Formal Verification and System Architecture
To manage the complexity of the translation process, the research team is developing formal semantic models of both C and Rust, alongside an integrated suite of verification and synthesis tools that can certify the correctness of the transformation. This system will employ a modular approach where verification is integrated with program synthesis and data-driven AI, enabling formal verification of the translated code while also preserving performance-critical behaviour.
The research aims to develop tools that are not only more trustworthy than human translations but also feasible to apply at scale, recognising that much of today’s critical infrastructure runs on C and manual rewriting is infeasible. The project will specifically target critical infrastructure domains, including aerospace, automotive, and defense, where C code is widely deployed.
A central goal of the project is usability; the team’s pipeline will incorporate developer feedback and iterative refinement to ensure that the resulting Rust code can be maintained by real-world engineering teams. By building tooling that is both precise and practical, the researchers hope to lower the barrier for secure software development across domains, ultimately addressing memory safety at its root to create resilient, next-generation systems.
Research Collaboration and Project Goals
The research team comprises researchers from the University of Wisconsin-Madison (Somesh Jha and Tej Chajed), the University of California, Berkeley (Sanjit A. Seshia and Alvin Cheung), the University of Illinois Urbana-Champaign (Varun Chandrasekaran), and the University of Edinburgh (Elizabeth Polgreen).
Ensuring that translation preserves the relevant semantics of the program is a key challenge; the translated Rust program must preserve the core functionality of the original C program and also satisfy desired security properties. To manage this complexity, the team is developing formal semantic models of both C and Rust, along with an integrated suite of verification and synthesis tools that can certify the correctness of the transformation.

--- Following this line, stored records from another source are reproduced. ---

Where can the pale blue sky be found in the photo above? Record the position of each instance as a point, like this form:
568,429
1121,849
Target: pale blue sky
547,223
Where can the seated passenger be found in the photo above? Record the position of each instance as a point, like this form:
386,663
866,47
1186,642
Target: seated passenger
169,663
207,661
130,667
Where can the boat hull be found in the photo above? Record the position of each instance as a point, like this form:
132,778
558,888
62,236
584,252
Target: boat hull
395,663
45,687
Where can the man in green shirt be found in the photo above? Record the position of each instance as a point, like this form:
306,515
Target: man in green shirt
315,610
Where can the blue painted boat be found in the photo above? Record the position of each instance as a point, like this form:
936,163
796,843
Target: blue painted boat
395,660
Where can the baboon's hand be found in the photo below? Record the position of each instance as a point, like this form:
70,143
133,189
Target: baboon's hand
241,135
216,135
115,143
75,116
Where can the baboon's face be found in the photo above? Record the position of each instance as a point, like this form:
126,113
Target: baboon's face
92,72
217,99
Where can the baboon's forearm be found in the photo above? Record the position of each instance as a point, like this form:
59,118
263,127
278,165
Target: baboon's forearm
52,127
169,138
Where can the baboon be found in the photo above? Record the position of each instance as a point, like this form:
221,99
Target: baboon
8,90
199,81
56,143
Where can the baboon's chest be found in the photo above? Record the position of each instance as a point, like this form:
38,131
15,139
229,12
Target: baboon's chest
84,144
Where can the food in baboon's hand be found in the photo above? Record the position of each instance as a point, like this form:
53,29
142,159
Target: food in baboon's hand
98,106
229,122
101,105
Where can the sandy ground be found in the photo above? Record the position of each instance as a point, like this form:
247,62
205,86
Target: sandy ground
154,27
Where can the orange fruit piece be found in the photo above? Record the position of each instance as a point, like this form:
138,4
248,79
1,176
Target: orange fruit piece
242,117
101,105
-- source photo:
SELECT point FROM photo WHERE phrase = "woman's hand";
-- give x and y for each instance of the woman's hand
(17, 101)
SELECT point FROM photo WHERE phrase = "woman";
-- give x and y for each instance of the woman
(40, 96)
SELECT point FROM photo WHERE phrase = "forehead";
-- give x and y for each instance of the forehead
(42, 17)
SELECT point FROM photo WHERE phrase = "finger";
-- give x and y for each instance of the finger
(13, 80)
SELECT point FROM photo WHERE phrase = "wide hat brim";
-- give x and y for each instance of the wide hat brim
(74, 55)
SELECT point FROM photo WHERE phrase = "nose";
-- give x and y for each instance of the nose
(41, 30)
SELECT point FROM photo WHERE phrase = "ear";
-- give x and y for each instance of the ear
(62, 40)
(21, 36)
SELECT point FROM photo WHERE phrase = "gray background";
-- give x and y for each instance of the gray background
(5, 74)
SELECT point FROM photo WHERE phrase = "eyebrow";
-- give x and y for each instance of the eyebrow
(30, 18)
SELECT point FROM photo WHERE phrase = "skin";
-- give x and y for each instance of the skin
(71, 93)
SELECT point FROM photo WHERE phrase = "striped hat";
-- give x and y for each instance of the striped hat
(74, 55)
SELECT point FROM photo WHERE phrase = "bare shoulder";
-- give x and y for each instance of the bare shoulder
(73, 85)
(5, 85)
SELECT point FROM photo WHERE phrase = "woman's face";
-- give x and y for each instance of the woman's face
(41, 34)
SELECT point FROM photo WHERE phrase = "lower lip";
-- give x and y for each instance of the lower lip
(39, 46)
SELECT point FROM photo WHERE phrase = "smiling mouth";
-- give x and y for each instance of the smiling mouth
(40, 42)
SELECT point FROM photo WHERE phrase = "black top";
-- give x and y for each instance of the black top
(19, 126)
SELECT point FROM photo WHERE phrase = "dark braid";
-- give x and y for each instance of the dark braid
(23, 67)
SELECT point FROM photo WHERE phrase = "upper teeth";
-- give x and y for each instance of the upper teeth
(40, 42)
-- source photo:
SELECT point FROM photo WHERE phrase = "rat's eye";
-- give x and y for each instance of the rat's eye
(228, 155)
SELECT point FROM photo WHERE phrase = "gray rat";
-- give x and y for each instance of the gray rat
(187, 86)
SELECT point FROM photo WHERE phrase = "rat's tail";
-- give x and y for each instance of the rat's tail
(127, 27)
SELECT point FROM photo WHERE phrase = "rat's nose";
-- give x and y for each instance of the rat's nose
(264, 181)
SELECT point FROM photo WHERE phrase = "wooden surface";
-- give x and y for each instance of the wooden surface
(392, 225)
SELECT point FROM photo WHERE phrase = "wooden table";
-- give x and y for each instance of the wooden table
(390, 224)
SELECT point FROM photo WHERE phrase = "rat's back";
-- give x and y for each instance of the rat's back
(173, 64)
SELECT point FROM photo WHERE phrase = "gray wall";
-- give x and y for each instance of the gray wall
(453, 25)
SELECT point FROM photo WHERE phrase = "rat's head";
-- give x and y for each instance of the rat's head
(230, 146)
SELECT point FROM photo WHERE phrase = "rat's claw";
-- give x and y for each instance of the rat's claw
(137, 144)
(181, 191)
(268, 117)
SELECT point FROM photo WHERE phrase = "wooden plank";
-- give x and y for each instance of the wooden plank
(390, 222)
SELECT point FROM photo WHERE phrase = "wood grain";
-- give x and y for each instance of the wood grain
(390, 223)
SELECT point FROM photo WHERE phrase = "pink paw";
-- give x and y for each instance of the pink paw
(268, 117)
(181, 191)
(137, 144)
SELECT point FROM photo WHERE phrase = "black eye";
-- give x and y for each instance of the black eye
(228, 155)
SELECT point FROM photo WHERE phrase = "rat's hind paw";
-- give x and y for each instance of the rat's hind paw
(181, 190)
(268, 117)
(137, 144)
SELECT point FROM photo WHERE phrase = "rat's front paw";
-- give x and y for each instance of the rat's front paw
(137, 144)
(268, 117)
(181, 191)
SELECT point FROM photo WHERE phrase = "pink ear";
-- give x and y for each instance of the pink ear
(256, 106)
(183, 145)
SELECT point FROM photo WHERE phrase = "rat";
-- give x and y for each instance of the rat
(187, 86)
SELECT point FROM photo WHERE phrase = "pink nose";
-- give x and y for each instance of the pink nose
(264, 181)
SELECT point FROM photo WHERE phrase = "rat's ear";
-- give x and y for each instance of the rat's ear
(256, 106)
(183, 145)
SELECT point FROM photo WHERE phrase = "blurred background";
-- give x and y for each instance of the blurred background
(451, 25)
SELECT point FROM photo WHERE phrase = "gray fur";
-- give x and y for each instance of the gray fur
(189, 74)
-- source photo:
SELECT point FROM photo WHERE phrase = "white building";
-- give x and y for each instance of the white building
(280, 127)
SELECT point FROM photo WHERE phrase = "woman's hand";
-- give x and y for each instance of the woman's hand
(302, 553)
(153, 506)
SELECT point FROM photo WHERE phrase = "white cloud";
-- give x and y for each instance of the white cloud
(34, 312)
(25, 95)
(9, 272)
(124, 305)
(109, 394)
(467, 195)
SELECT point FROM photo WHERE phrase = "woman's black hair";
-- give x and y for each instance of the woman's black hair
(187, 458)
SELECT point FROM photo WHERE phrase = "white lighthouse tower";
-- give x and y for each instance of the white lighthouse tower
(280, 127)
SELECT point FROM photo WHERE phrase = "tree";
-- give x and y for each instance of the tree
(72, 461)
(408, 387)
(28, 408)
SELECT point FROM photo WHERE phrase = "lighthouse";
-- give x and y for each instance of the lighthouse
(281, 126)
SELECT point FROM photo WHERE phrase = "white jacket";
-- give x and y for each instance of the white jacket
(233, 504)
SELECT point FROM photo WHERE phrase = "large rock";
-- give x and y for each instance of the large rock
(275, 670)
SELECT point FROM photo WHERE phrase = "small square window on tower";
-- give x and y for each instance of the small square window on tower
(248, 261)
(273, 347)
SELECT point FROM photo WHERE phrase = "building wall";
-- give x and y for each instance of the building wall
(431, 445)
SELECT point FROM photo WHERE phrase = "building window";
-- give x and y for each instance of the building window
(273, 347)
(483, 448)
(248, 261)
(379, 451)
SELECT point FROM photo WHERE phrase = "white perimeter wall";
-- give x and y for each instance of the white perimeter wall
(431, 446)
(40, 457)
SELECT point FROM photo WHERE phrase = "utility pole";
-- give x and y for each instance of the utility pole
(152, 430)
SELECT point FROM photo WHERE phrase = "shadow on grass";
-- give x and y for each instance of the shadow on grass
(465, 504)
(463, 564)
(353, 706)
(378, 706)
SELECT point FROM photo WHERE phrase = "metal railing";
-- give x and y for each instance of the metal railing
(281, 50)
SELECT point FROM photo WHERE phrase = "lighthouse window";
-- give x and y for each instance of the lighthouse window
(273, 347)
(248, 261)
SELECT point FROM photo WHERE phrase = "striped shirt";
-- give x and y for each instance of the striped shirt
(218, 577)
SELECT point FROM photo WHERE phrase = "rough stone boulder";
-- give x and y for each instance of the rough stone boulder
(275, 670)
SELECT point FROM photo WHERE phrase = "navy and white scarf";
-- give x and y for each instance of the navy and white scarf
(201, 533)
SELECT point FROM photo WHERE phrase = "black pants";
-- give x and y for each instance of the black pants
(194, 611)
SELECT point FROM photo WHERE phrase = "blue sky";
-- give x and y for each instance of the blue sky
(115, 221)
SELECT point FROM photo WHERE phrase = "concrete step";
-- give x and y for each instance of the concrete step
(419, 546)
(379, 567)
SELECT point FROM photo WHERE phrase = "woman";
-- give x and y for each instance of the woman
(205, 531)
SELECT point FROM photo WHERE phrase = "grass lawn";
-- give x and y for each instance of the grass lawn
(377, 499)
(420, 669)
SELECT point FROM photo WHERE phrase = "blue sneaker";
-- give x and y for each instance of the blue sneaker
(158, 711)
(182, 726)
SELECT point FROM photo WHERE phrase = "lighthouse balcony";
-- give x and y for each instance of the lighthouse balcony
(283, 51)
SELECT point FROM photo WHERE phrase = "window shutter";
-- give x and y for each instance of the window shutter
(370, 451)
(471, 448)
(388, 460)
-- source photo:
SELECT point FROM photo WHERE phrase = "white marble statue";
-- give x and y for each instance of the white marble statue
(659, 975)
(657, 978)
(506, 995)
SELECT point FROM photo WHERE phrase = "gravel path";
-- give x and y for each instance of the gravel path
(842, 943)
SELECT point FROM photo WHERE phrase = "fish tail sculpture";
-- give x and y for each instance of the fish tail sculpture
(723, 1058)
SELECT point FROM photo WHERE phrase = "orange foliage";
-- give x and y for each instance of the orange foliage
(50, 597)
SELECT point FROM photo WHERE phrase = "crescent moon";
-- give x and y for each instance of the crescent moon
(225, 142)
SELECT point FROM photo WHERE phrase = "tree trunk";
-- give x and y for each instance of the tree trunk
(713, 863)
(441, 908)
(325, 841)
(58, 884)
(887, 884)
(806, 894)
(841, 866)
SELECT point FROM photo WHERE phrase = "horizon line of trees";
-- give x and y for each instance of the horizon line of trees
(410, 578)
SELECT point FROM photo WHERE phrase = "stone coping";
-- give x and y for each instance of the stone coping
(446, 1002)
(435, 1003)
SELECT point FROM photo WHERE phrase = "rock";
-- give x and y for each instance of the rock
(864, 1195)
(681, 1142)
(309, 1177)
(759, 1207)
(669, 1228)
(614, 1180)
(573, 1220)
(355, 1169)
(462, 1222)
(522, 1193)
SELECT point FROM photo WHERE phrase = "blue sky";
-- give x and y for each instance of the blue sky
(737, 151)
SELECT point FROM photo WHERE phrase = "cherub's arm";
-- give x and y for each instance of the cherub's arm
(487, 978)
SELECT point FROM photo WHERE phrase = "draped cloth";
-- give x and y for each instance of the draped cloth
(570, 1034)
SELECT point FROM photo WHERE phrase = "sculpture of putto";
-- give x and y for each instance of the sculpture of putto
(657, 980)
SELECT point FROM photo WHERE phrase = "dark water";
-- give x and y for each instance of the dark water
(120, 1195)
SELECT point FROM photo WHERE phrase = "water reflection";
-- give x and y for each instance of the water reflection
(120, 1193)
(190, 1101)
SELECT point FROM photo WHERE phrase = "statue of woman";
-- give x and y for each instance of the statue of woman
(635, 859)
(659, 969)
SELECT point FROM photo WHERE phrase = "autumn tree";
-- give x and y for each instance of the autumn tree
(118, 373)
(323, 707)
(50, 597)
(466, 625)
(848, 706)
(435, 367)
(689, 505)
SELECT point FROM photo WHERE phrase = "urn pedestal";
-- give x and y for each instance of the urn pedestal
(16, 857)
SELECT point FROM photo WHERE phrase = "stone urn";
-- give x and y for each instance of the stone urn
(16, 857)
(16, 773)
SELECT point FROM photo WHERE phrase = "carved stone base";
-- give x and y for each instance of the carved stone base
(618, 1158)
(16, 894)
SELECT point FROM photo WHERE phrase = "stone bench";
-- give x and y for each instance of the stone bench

Formally verifying the correctness of the translation requires a modular approach where verification is integrated with program synthesis and data-driven AI, enabling formal verification of the translated code while also preserving performance-critical behaviour. The research aims to develop tools that are not only more trustworthy than human translations but also feasible to apply at scale, given the impracticality of manually rewriting extensive C codebases.